We would like to invite you to participate in Management Engineering(ME) Seminar.
1. When: April 3rd (Tuesday), 16:00 ~ 17:20
2. Where: Room 9708
3. Speaker: Prof. Tianshu Sun (University of Southern California)
4. Topic: Displaying Things in Common to Encourage Friendship Formation: A Large Randomized Field Experiment
5. Research field: IT Management
Friendship formation among people with different background is of central importance to online social networks sites and the society in general. In this study, we investigate and empirically test whether and how displaying things in common may encourage friendship formation. In collaboration with a large online social network, we carefully design and implement a large-scale in vivo randomized field experiment involving over 50 million viewer-profile pairs, in which the prominence of ‘things in common’ information is randomly varied when an user is browsing another’s profile. We find that displaying things in common may significantly increase the probability of friendship formation. More interestingly and surprisingly, displaying things in common is only effective for people who have little in common: the causal effect is large and significant for those viewer-profile pairs with no mutual friends and only share few things in common.
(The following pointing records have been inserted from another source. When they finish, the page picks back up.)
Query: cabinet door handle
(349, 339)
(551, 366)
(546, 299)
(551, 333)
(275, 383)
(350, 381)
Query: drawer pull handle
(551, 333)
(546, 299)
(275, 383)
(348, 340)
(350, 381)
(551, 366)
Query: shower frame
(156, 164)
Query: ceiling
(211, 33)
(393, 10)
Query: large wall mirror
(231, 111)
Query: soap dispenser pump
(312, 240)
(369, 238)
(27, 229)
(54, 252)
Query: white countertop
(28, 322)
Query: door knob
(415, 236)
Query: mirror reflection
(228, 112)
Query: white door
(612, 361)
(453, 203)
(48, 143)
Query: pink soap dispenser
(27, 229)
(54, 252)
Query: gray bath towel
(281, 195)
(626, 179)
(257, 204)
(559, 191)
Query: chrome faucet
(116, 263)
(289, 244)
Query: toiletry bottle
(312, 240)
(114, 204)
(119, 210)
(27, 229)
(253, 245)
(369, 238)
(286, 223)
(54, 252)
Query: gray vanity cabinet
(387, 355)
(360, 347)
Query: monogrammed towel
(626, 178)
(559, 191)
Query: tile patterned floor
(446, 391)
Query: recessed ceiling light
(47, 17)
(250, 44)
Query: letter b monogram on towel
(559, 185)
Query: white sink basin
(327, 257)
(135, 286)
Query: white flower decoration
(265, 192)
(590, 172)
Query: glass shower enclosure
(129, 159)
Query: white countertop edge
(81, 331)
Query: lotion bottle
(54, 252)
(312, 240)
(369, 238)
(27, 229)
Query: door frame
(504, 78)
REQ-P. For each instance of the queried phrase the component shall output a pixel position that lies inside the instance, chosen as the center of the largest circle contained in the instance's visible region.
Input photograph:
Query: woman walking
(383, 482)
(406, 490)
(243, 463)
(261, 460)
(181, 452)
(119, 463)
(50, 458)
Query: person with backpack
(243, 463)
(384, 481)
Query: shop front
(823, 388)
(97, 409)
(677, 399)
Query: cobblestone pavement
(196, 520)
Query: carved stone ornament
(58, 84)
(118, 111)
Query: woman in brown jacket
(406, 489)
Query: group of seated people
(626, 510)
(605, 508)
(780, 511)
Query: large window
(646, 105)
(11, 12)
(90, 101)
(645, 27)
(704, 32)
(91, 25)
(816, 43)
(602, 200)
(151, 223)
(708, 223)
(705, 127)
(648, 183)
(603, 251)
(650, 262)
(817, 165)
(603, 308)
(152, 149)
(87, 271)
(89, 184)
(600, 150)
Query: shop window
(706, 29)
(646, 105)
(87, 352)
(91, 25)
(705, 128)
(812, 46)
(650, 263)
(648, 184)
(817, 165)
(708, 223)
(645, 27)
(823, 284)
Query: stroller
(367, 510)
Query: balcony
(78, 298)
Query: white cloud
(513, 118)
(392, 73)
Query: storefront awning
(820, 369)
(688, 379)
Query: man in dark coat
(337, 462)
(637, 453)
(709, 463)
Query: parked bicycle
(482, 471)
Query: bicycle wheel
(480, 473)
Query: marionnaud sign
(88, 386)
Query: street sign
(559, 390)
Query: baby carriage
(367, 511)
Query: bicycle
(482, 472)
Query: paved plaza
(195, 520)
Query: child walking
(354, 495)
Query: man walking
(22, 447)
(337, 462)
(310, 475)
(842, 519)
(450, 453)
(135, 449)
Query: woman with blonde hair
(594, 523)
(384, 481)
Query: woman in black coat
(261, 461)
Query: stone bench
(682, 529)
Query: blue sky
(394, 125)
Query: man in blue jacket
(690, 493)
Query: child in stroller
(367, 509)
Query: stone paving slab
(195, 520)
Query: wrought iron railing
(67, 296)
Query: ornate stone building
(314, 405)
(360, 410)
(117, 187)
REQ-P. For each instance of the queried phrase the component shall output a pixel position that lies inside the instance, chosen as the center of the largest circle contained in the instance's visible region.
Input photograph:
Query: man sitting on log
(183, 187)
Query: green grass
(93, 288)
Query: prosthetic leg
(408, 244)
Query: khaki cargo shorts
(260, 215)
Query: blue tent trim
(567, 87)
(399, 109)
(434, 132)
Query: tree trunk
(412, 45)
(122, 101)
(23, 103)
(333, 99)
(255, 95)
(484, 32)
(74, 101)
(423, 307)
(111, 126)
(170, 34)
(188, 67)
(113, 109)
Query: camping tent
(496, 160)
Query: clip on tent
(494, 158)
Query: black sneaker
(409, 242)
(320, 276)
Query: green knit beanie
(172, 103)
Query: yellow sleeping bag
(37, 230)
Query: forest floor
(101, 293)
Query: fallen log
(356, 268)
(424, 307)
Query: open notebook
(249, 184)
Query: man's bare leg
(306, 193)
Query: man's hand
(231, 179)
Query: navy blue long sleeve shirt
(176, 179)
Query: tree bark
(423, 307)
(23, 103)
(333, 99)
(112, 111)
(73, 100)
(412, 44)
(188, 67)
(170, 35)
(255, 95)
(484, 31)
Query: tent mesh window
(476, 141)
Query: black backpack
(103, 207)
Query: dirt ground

Such findings suggest that our network intervention may effectively connect people with different background, increase diversity of users' friendship ties and reduce homophily in the social network. We further explore the causal effect of different types of things in common (mutual city, work, hometown, education and page likes) for a wide range of users with different demographics and social status. The discovered heterogeneity further sheds light on the underlying mechanism. In summary, our experiment is among the first to demonstrate the effectiveness of network intervention in encouraging friending behavior, especially for people who share little in common. Our study also contributes to the network theory by provide a clear empirical evidence and nuanced insights on the role of preference (over similar attributes) in driving network formation and homophily.